Solnit urges her readers to remember a time when there was something better than chaos and decline. As an advocate who has been on the frontlines of the global climate crisis and the fight for women's rights for several years, she rails against those who have been lulled into inaction. Don't choose 'grim certainty' over the uncertainty of what else might happen next, she pleads. 'If you pretend the future is preordained, you don't have to do anything.'
The book then becomes a meditation in favour of certain progress while offering a roadmap. Yet none of it is easy; all of it demands a reappraisal of the current status quo.
For example, as another summer sky fills with wildfire smoke, an essay aptly entitled Sky Full of Forests becomes a call to action against forgetting. 'Memory of how we slipped into trouble and misery and what came before can help us journey out of it,' she writes.
It becomes a plea for reversing the damage of fossil fuels through a peace offering with nature.

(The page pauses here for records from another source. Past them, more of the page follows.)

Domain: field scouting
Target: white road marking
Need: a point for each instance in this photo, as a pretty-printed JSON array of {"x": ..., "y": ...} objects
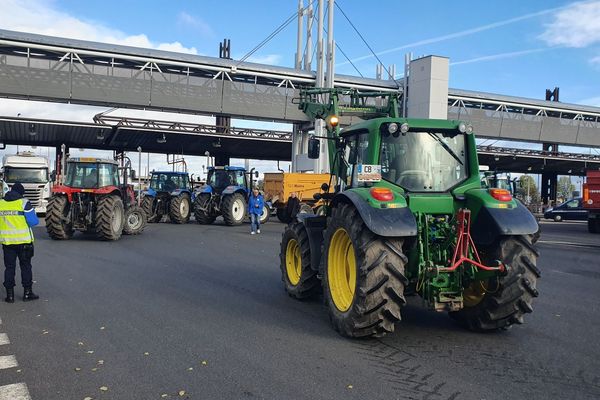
[
  {"x": 16, "y": 391},
  {"x": 8, "y": 362}
]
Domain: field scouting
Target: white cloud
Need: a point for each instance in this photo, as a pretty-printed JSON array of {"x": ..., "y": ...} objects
[
  {"x": 196, "y": 23},
  {"x": 37, "y": 16},
  {"x": 576, "y": 26}
]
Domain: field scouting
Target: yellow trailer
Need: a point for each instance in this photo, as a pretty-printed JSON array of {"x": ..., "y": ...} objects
[{"x": 278, "y": 186}]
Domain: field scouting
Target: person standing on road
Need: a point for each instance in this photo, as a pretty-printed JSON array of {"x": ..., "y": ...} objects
[
  {"x": 17, "y": 216},
  {"x": 292, "y": 208},
  {"x": 255, "y": 209}
]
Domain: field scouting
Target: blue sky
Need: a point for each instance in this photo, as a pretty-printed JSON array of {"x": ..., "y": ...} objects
[
  {"x": 525, "y": 56},
  {"x": 510, "y": 47}
]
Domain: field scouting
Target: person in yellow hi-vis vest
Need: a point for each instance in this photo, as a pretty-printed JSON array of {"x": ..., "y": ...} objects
[{"x": 17, "y": 216}]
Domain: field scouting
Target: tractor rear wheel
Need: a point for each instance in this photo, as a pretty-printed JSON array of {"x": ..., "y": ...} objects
[
  {"x": 233, "y": 207},
  {"x": 282, "y": 215},
  {"x": 501, "y": 302},
  {"x": 148, "y": 207},
  {"x": 109, "y": 218},
  {"x": 264, "y": 217},
  {"x": 57, "y": 225},
  {"x": 135, "y": 221},
  {"x": 299, "y": 279},
  {"x": 363, "y": 277},
  {"x": 202, "y": 210},
  {"x": 180, "y": 209}
]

She also takes aim at an 'ideology of isolation,' describing it as a flawed and fundamental tenet of modern right-wing worldviews. This ideology, she argues, offers people a way to believe their individual actions (or inactions) are disconnected from the larger whole. For example, refusing to prevent the spread of illness by wearing a face mask and not curbing behaviour to mitigate climate change are actions in opposite of an interconnected world.
'Isolationists and interconnectionists might be more useful terms for the political divides of our time than left and right,' she writes.
Inseparability is the pathway forward, a mantra that we truly are all in this together. In caring for each other's well-being, we are caring for our own.
At its core, No Straight Road Takes You There is an invitation to remember a time when things were vastly different from now, and begin telling a new story of how vastly better things will be within a caring, interconnected society.
Rochelle Squires is an avid book reader who is no longer uncomfortable with uneven terrain.